O longa-metragem “Quase Famosos”, dirigido por Cameron Crowe (o mesmo diretor de Vanilla Sky), retrata o rock setentista contando a história de uma banda que é seguida por um grupo de groupies em uma turnê. São garotas que já fizeram amizade com os integrantes e relacionam-se com eles. A principal delas, Penny Lane – que deixa a entender que mantém relações sexuais com todos os integrantes – tem preferência pelo guitarrista, pelo qual é apaixonada. Todas elas são grandes fãs do grupo e dizem-se as maiores.



O show

December adentrou o palco da casa do Largo da Ordem e cada integrante se pôs em seu lugar. Com algumas batidas de baquetas, Paes anunciou o início da primeira canção. Ligeiramente a pista, que não estava cheia nos shows anteriores, compôs uma paisagem de empurra-empurra; de jogo cujo objetivo era manter a maior proximidade possível com o palco.

Ana, que no início da apresentação ocupava um lugar vantajoso no mezanino, com espaço de sobra e bancos para sentar, logo preferiu se aventurar na pista, onde o metro quadrado estava bastante concorrido.
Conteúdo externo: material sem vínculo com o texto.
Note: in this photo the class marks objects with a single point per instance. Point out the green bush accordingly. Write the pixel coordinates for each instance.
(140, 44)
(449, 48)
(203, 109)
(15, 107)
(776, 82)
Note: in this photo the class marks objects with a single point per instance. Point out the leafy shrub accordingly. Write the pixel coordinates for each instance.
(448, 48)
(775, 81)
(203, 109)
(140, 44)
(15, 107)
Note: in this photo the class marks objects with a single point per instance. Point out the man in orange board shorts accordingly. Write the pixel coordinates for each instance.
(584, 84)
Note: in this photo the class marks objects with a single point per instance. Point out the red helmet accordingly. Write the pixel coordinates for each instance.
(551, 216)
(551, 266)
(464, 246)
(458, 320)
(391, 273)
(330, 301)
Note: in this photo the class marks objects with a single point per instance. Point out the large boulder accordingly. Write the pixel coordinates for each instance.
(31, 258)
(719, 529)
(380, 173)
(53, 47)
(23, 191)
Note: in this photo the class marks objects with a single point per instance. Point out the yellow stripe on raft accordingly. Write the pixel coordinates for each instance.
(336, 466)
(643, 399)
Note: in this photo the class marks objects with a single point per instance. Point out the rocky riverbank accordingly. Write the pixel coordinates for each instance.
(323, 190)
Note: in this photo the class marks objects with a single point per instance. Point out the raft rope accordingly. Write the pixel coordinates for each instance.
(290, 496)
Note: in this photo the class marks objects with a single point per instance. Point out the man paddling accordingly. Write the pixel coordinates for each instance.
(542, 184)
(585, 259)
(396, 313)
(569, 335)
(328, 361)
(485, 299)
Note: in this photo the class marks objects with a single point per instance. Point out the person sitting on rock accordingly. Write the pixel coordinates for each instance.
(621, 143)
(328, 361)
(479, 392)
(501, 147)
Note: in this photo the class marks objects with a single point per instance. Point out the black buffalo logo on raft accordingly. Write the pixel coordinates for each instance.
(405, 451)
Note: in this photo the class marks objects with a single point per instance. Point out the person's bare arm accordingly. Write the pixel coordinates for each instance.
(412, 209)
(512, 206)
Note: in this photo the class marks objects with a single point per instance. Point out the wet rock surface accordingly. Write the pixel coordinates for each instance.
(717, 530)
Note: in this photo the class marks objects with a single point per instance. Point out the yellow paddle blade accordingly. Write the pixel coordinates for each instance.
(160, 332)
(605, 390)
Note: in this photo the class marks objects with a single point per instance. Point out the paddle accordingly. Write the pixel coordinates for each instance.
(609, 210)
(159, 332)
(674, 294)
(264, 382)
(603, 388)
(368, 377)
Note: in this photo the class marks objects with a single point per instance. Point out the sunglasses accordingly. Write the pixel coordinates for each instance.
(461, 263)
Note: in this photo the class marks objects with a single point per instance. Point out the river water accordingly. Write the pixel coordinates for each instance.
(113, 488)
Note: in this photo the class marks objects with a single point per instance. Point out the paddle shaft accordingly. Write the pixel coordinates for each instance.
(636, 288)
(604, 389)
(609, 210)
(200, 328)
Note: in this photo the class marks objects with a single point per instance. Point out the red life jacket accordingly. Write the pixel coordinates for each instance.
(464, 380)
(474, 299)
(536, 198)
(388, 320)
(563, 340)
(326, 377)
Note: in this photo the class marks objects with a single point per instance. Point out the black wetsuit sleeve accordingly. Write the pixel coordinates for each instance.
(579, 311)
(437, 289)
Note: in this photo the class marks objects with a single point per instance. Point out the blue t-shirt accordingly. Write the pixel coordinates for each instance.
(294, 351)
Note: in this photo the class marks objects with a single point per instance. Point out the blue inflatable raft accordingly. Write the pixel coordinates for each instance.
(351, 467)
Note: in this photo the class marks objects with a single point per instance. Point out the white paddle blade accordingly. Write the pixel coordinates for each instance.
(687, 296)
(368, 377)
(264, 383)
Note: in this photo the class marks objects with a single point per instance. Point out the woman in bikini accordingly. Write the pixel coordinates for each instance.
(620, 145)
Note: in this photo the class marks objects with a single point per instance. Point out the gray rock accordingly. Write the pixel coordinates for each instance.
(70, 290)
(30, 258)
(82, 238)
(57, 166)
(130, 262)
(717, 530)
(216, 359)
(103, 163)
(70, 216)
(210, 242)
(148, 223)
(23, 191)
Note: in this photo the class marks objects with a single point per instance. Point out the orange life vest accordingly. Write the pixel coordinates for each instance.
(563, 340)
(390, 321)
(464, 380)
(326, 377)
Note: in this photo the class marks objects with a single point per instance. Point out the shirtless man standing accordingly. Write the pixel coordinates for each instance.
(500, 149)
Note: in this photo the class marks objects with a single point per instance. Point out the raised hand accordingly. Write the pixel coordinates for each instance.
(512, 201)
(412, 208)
Arrastou algumas novas amigas consigo e sumiu na multidão.

No palco, o vocalista Leonardo Leal, nomeado Coloral e assim conhecido pelas fãs, tietes e groupies, tinha as pernas assiduamente alisadas pelas mãos de meia-dúzia de meninas. As garotas que não ocupavam posições tão privilegiadas gritavam pelos seus integrantes favoritos, levantando as mãos como que para serem vistas do palco. Muitas cantarolavam as músicas, acompanhando as letras.

Após o término da apresentação, os integrantes dirigiram-se ao camarim. Era hora de guardar os instrumentos, receber o cachê e esperar a van que os levaria de volta a São Paulo. Mas, para os fãs, era o última oportunidade de tietagem. Amontoaram-se na porta, na esperança de conseguir entrar. Estavam encarregados de bloquear a passagem um segurança do bar e o produtor da banda, Augusto Guimarães.
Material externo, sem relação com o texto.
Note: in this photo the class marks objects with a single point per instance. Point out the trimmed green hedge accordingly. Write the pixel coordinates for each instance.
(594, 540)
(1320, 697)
“O baterista prometeu que daria duas de suas baquetas para mim e para a minha amiga. Ela é do fã-clube da December!” - justificava Marcela Karoline, de 15 anos.

“Eu só quero um autógrafo” - implorava uma tiete ao segurança.

“Daqui a pouquinho eles saem”, respondia, simpaticamente, Guimarães.

“Quero entrar só para tirar uma foto, juro que não vou incomodar” - uma garota dizia.

“Eles estão trocando de roupa agora, você terá que esperar” – simpatizou novamente.

“Preciso falar com eles uma última vez, antes que meu pai chegue para me buscar” – suplicava outra menina.

-É sempre assim após os shows?
-Você não viu nada... Aqui tem pouca gente – suspirou o produtor, grudado à porta.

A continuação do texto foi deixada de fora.